Par un mémoire en défense, enregistré le 26 mai 2023, le directeur chargé de la direction des vérifications nationales et internationales conclut au rejet de la requête.
Il soutient que les moyens de la requête ne sont pas fondés.
Par une ordonnance du 6 juin 2023, la clôture de l’instruction a été fixée au 1er septembre 2023.
Vu les autres pièces du dossier.
Vu :
- la directive 2006/112/CE du Conseil du 28 novembre 2006 relative au système commun de taxe sur la valeur ajoutée ;
- le code général des impôts et le livre des procédures fiscales ;
- le code de justice administrative.
Les parties ont été régulièrement averties du jour de l’audience.
Ont été entendus au cours de l’audience publique :
- le rapport de Mme Abdat, conseillère ;
- et les conclusions de M. Aymard, rapporteur public.
Considérant ce qui suit :
La Caisse régionale du Crédit agricole mutuel Provence Côte d’Azur a fait l’objet d’une vérification de comptabilité portant, en matière de taxe sur la valeur ajoutée, sur la période comprise entre le 1er janvier 2018 et le 31 décembre 2019. A la suite de ce contrôle, les services de la direction des vérifications nationales et internationales ont remis en cause le coefficient de déduction calculé par la Caisse régionale du Crédit agricole mutuel Provence Côte d’Azur en application de l’article 206 de l’annexe II du code général des impôts, considérant que la société avait, d’une part, indûment inclus le montant de ses livraisons à soi-même, encadrées par le 3. du I de l’article 257 du code général des impôts, dans son coefficient de taxation, qui entre dans le calcul du coefficient de déduction, et, d’autre part, exclu du dénominateur de celui-ci des revenus de titres de placement et d’investissements.
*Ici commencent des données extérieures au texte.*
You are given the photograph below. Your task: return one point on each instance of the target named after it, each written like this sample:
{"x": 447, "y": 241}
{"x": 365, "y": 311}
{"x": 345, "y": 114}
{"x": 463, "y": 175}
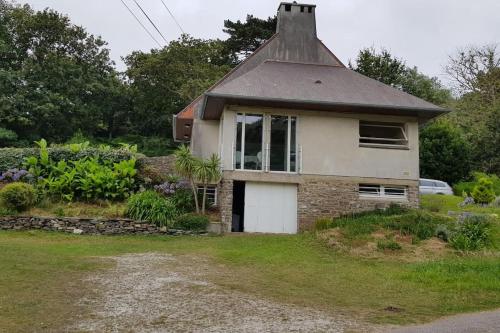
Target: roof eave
{"x": 213, "y": 106}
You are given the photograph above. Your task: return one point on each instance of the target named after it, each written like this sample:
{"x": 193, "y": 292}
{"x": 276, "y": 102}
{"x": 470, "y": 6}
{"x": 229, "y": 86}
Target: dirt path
{"x": 162, "y": 293}
{"x": 481, "y": 322}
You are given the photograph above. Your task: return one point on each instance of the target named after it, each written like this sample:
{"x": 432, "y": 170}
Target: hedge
{"x": 11, "y": 158}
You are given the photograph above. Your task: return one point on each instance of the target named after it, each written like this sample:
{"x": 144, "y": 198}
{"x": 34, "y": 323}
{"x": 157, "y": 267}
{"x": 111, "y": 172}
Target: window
{"x": 283, "y": 145}
{"x": 211, "y": 195}
{"x": 426, "y": 183}
{"x": 390, "y": 135}
{"x": 382, "y": 191}
{"x": 249, "y": 133}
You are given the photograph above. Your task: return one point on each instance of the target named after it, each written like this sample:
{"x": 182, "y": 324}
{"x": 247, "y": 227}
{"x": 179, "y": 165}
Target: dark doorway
{"x": 238, "y": 206}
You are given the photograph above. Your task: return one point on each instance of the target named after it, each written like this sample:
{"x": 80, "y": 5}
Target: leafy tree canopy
{"x": 444, "y": 152}
{"x": 392, "y": 71}
{"x": 164, "y": 81}
{"x": 476, "y": 74}
{"x": 53, "y": 75}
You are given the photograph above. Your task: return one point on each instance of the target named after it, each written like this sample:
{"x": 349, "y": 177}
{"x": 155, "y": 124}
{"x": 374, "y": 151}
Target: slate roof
{"x": 317, "y": 85}
{"x": 295, "y": 70}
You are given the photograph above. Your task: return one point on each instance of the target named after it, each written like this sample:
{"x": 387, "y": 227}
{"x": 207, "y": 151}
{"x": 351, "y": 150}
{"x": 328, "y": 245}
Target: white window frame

Après une réclamation préalable du 15 décembre 2022, rejetée le 8 février 2023, la Caisse régionale du Crédit agricole mutuel Provence Côte d’Azur demande au tribunal de prononcer la décharge des rappels de taxe sur la valeur ajoutée, en droits et intérêts de retard, mis à sa charge au titre de l’année 2018, pour un montant total de 132 411 euros.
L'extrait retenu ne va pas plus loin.